LA   FORMA  

ES   VACUIDAD,

Y   LA   VACUIDAD

ES   FORMA

 

 

     La frase central de  los sutras del prajnamaparamita,

     donde se concentra el conocimiento de la realidad

 

 

 

 

    Una de las frases más conocidas a la vez que aparentemente

enigmáticas atribuidas al Buda es la que se encuentra en el Sutra del Corazón:

  "la forma es vacuidad y la vacuidad es forma".

    En primera instancia esta frase es claramente una paradoja: ¿si algo

tiene forma como puede decirse que está vacío? ¿No es la forma

justamente una cualidad que niega la vacuidad?

    Para comprender el significado de la frase es necesario entender el

concepto de vacuidad (shunyata) en el budismo.

    La vacuidad no se refiere a un estado de no-ser absoluto, sino, al contrario,

a la relatividad de todos los fenómenos. Ya que, ningún fenómeno y

ninguna cosa existen por sí solas, separadas de las demás, no se

puede decir que tenga existencia inherente , pues si se eliminan

algunas de las cosas con las que están relacionadas, dejan de existir como tales.

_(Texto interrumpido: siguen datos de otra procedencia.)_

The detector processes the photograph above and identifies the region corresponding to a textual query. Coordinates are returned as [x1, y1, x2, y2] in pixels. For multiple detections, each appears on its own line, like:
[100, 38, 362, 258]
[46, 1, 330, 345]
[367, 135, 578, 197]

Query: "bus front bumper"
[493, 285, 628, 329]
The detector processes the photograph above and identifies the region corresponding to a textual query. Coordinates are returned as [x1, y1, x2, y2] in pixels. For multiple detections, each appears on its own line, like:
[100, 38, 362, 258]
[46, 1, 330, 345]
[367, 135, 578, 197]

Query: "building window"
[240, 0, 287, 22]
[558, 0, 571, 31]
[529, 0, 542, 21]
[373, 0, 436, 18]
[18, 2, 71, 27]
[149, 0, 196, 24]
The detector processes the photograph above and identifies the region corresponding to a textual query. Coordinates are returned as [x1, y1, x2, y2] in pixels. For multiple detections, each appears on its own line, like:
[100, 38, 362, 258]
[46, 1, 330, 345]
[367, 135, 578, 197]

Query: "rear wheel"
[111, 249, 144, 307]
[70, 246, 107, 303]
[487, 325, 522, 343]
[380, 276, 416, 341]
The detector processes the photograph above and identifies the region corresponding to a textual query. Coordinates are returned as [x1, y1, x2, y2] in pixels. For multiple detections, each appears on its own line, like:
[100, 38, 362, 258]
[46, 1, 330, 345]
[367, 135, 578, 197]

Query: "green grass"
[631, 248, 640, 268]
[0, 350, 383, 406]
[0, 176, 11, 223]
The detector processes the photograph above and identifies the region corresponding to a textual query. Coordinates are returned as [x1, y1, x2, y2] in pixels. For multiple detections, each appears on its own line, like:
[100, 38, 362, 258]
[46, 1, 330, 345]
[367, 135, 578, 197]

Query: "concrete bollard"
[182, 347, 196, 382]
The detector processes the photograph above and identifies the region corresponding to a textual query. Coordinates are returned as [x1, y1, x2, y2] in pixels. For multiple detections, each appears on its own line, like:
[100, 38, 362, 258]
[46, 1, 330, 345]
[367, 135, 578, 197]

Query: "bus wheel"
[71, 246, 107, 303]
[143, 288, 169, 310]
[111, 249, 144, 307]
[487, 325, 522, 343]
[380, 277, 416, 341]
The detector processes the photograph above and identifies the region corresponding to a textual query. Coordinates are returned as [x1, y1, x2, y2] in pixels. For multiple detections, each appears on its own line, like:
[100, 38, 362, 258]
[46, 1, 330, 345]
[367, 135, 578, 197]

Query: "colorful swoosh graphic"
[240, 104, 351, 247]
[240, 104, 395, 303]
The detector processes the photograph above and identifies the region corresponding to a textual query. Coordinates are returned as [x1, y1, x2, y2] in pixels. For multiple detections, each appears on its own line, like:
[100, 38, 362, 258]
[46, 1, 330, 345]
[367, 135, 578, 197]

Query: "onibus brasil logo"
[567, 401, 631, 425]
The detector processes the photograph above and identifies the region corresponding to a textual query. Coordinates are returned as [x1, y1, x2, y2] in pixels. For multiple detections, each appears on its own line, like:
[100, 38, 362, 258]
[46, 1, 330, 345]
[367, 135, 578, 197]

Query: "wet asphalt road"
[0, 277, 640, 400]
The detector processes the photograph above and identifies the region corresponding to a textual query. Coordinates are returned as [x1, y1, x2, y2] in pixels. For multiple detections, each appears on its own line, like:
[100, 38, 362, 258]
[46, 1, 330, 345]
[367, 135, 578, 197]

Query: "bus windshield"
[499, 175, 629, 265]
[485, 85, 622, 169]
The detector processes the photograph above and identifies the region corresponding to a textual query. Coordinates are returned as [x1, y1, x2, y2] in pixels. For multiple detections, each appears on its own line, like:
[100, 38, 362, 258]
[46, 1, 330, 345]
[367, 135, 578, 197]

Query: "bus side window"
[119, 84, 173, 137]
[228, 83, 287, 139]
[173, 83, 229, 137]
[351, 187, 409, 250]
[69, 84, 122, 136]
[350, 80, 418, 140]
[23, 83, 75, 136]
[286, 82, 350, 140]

    Es por ello que se dice que están vacías, están vacías de una existencia intrínseca.

 

 

 

 

    El Dalái Lama explica la frase así:

    Esta simple línea suma el entendimiento del budismo de la

naturaleza fundamental de la realidad.

    En apariencia, vemos el mundo de la experiencia y la

existencia. En esencia, estas cosas están vacías de una realidad

intrínseca, de existencia independiente.

    Superficialmente, si fuéramos a mirar a las palabras "vacuidad" y

"forma" o "apariencia", podrían parecer contradictorias.

    ¿Si algo tiene apariencia, como puede estar vacío? ¿Si algo esta

vacío, como puede tener forma o apariencia?

    Para superar esta contradicción, uno debe entender el significado

de vacuidad como interdependencia.

    El significado de interdependencia es vacuidad de existencia

independiente. Precisamente debido a que las cosas y los eventos

existen relativamente y aparecen como teniendo forma, es por

ello que están vacíos de existencia independiente.

 

 

 

 

    El Dalái Lama luego explica que, en el budismo, existen

tres niveles de entendimiento de la interdependencia.

    Un primer nivel es la interdependencia que tienen las cosas con

los conceptos que les designamos. Por ejemplo, una mesa. Sin

el concepto de mesa y de sentarse a comer o trabajar, este objeto

sería simplemente un pedazo de árbol muerto tallado. Pero incluso

el árbol muerto tallado, para otro ser, podría ser comida y no necesariamente "muerto".

    Otro nivel es la interdependencia entre las partes y el todo: ¿hasta

qué punto algo deja de ser una cosa cuando se le quita una parte?

 

 

 

    Y el nivel más evidente es el de la interdependencia

entre las causas y los efectos.

    De este entendimiento de la vacuidad, en lugar de que pensemos

que las cosas no importan porque no son reales intrínsecamente,

se desdobla una profunda conciencia ecológica, cuando es

acompañado de compasión, ya que notamos que todos los seres

vivos dependen el uno del otro, en una intrincada madeja de relaciones.